# Extending eBPF to GPU Device and Driver Contexts

Yusheng Zheng, Tong Yu

eunomia-bpf community



## Agenda

### Background

- GPU Stack Overview
- Workload Diversity

#### The Problem

- Static Policies vs Diverse Workloads
- Device Black Boxes
- Existing Solutions & Limitations

## Insight

GPU needs an extensible OS policy interface

### Our Exploration

gpu\_ext: Extending GPU Driver with eBPF

 Memory & Scheduling struct\_ops for resource management

**Device eBPF**: Offloading eBPF to GPU (bpftime)

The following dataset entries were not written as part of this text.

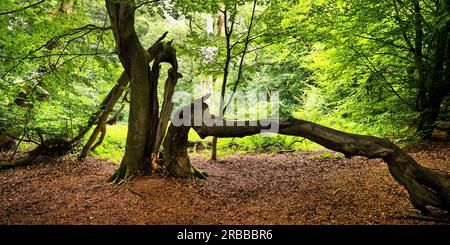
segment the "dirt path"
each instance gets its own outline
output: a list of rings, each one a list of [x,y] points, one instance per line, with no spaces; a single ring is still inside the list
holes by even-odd
[[[324,151],[230,156],[207,181],[142,177],[106,183],[115,166],[90,158],[41,159],[0,171],[1,224],[431,224],[380,160]],[[450,170],[450,144],[423,143],[416,160]],[[329,154],[328,154],[329,155]]]

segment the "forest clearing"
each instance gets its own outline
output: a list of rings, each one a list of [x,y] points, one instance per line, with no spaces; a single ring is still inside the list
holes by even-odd
[[[450,0],[0,2],[1,224],[449,212]]]

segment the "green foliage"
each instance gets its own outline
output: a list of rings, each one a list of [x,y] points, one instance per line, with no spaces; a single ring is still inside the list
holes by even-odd
[[[121,72],[104,6],[76,1],[69,15],[59,4],[0,16],[0,130],[34,142],[73,138]]]
[[[92,155],[115,164],[120,163],[125,154],[127,129],[127,124],[123,123],[107,125],[105,139],[103,140],[103,143],[92,152]]]

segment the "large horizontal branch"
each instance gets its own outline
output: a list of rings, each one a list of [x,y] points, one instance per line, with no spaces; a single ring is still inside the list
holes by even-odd
[[[198,101],[197,101],[198,102]],[[195,108],[202,108],[195,110]],[[186,110],[187,109],[187,110]],[[192,110],[190,110],[192,109]],[[450,175],[447,172],[430,169],[419,165],[411,156],[392,142],[369,135],[342,132],[301,119],[260,120],[260,121],[224,121],[209,114],[208,106],[188,105],[175,113],[183,118],[183,113],[191,112],[191,123],[201,116],[204,122],[192,128],[200,137],[244,137],[271,129],[278,134],[299,136],[314,141],[328,149],[344,153],[346,157],[363,156],[381,158],[389,167],[392,176],[403,185],[410,196],[413,206],[423,213],[428,213],[427,206],[450,211]],[[210,120],[204,119],[210,118]],[[189,173],[183,166],[190,166],[187,150],[187,133],[190,126],[169,127],[165,161],[169,171]],[[276,130],[278,129],[278,130]],[[191,173],[194,171],[191,169]]]

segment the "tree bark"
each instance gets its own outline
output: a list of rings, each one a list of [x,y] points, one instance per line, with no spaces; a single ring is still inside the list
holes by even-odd
[[[109,119],[109,120],[106,122],[106,124],[108,124],[108,125],[114,125],[114,124],[116,124],[117,121],[119,121],[119,117],[120,117],[120,115],[122,115],[122,113],[123,113],[124,110],[125,110],[125,103],[122,103],[122,104],[120,105],[119,110],[117,110],[117,112],[114,114],[114,116],[113,116],[111,119]]]
[[[164,52],[164,44],[161,41],[166,37],[166,35],[167,32],[164,33],[152,46],[147,49],[148,62],[153,61],[156,57],[160,56]],[[106,124],[108,123],[107,120],[109,115],[111,114],[114,106],[122,96],[123,91],[129,83],[130,79],[128,78],[128,75],[123,72],[117,80],[116,85],[111,89],[109,94],[102,101],[99,110],[91,116],[88,125],[82,131],[80,131],[76,139],[74,139],[75,142],[79,141],[92,128],[92,126],[97,124],[97,127],[94,129],[87,143],[83,147],[83,150],[80,154],[81,159],[86,158],[92,151],[92,148],[95,148],[93,147],[94,142],[97,140],[98,135],[105,130],[104,128],[106,128]]]
[[[202,104],[203,112],[195,111],[193,104],[191,118],[198,115],[208,115],[209,109]],[[180,110],[178,113],[182,113]],[[177,115],[182,118],[183,115]],[[206,117],[209,118],[209,117]],[[222,120],[211,116],[214,120]],[[244,137],[258,134],[267,129],[267,123],[262,121],[223,121],[221,125],[244,126],[194,126],[202,138]],[[279,124],[279,134],[300,136],[312,140],[328,149],[339,151],[346,157],[364,156],[381,158],[389,167],[392,176],[403,185],[409,193],[411,203],[424,214],[428,214],[427,206],[433,206],[450,211],[450,176],[446,172],[430,169],[419,165],[411,156],[395,144],[374,136],[350,134],[313,122],[300,119],[271,121]],[[254,126],[251,126],[254,125]],[[187,154],[187,133],[190,127],[169,127],[168,137],[164,142],[164,164],[167,171],[177,177],[195,176],[195,171],[189,162]],[[170,137],[169,137],[170,136]],[[167,153],[166,153],[167,150]]]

- Observability Tools and probes
- Prefetch & Schedule (?)

#### **Cross-layer Coordination**

Cross Device eBPF Maps

# Background: GPU Stack Overview



#### **User Space**

- Applications: vLLM, PyTorch, Faiss, TensorRT...
- Runtime: CUDA, cuDNN, cuBLAS
- Rich semantic info (model structure, SLOs)

#### Kernel Driver

- GPU's "OS component"
- Memory management (UVM, page tables)
- Scheduling (channels, TSG)

#### **GPU** Device

- User-defined GPU kernels
- Vendor firmware (proprietary)
- Hardware: SMs, Warps, HBM

# Background: Workload Diversity



#### Diverse Resource & Behavior

- Compute-bound vs Memory-bound
- Different access patterns → different optimal policies

## Memory Placement / Offloading

- HBM expensive & limited (RTX 5090: 32GB)
- Models exceed VRAM: MoE, KV-cache in inference / Dataset big in traning

## Multi-tenancy Scheduling

- LC: LLM inference, needs low P99 latency
- BE: Training, needs high throughput
- Conflicts: memory competition, compute interference

## The Problem: GPU Software Stack

**User-space Runtime** (closed-source)

**GPU Driver** (partially open-source)

- One-Size-Fits-All policies
- Memory: LRU eviction, tree-based prefetch
- Scheduling: Round-robin, fixed timeslice

Very slow and blackbox policies make people want **kernel bypass** (e.g. UVM offer transparency, but they try to manage memory themselves) like **DPDK** 

**Vendor Firmware** (closed-source, black box)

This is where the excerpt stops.